Monument to stupidity
By cleansing the city of monuments deemed retrograde or offensive, San Francisco's leadership diminishes us all.
They’re back! Just as San Francisco has finally begun to recover from the Great School Renaming Debacle, city officials are embarking on another self-righteous crusade to ferret out people and things that don’t “align with San Francisco’s values.”
This time, their campaign is aimed not at canceling the names of public schools named after malefactors like Abraham Lincoln and John Muir — a ludicrous “progressive” witch hunt that made the City by the Bay an international laughingstock — but at cleansing the city’s collection of monuments and memorials of supposedly objectionable works.
This $3 million monument cull, funded entirely by a Mellon Foundation grant, will hopefully not be as historically illiterate as the crackpot school-renaming campaign, but it is equally wrongheaded, an exercise in virtue signaling that will do nothing to improve social justice, but rather diminish the city’s historic and aesthetic texture.
Doesn’t San Francisco have more important things to do than engage in empty, symbolic gestures that proclaim to the world how morally pure it is?
The city started down this path to civic stupidity in 2018, when officials, bowing to pressure from Native American activists, removed a large statuary group called “Early Days,” a crucial part of one of the city’s most significant 19th century monuments, the 1894 Pioneer Monument in the Civic Center. “Early Days” was deemed objectionable because it showed a Spanish missionary looming above a seated, overwhelmed-looking Native Californian (inaccurately depicted as a Plains Indian). After Indian groups criticized the work as degrading, the city had it hoisted permanently away.
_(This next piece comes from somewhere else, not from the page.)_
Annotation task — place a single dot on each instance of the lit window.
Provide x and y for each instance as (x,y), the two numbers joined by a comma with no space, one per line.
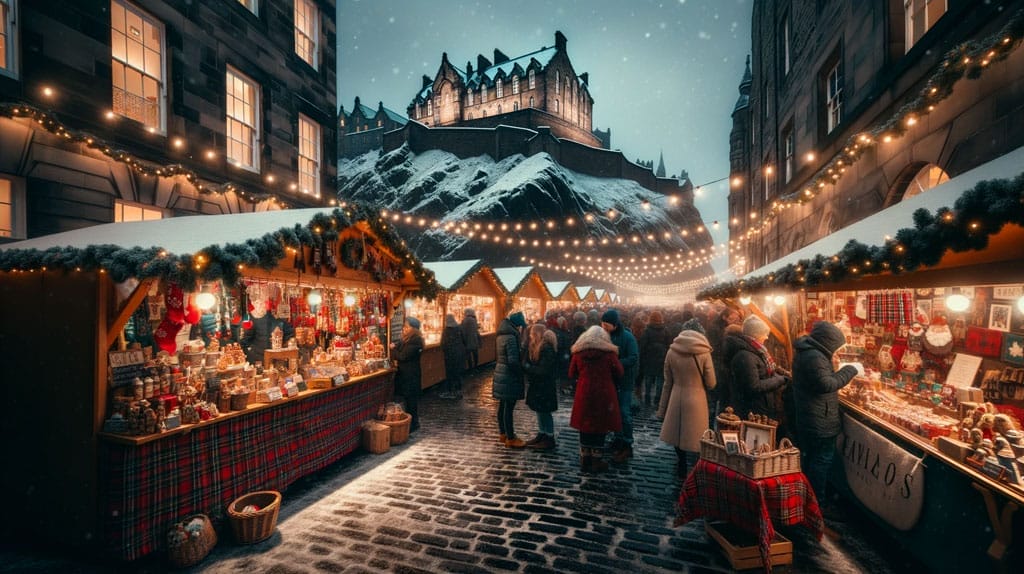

Then came the nationwide June 2020 protests and riots that followed the murder of George Floyd. In San Francisco, mobs rampaged through Golden Gate Park, tearing down statues of Francis Scott Key, Junipero Serra and President U.S. Grant and vandalizing other works. Mayor London Breed and other city officials gave these actions their imprimatur, removing the three toppled statues as well as a fourth, a large statue of Christopher Columbus.
Breed justified the removals by declaring that the monuments did not “reflect San Francisco’s values.” In the black-and-white moral fervor of the moment, the fact that Grant briefly owned an enslaved man named William Jones (whom he emancipated rather than sold for profit) outweighed the fact that he led the Union armies to victory in the war that ended slavery in the United States.
If city officials had stopped there, major damage to San Francisco’s historic fabric would already have been done. Lost in the self-congratulations over the removal of “Early Days,” for example, was the fact that the statuary group included a debonaire Californio vaquero—making it, as far as I know, the only 19th-century monument in San Francisco to the Spanish-speaking Californians whose dispossession by the Americans was a founding injustice of the state. Also ignored was the fact that it is far from clear that the work depicts the Spanish padre in a positive light. “Early Days” was a fascinating, ambiguous work, which the city could have curated and used as a teaching tool to discuss both the tragic destruction of Native peoples and cultures and the little-known Californio/Mexican era. Instead, it removed it.
Unfortunately, the city did not stop there. After removing the four other monuments, it doubled down on its sanctimonious monument-cleansing crusade. Mayor Breed formed a 13-person Monuments and Memorials Advisory Committee, whose charge was to “examine the history of monuments in the public realm in San Francisco, the individuals, events and ideals they venerate, and how the narratives associated with these monuments align—or do not—with San Francisco’s values today.”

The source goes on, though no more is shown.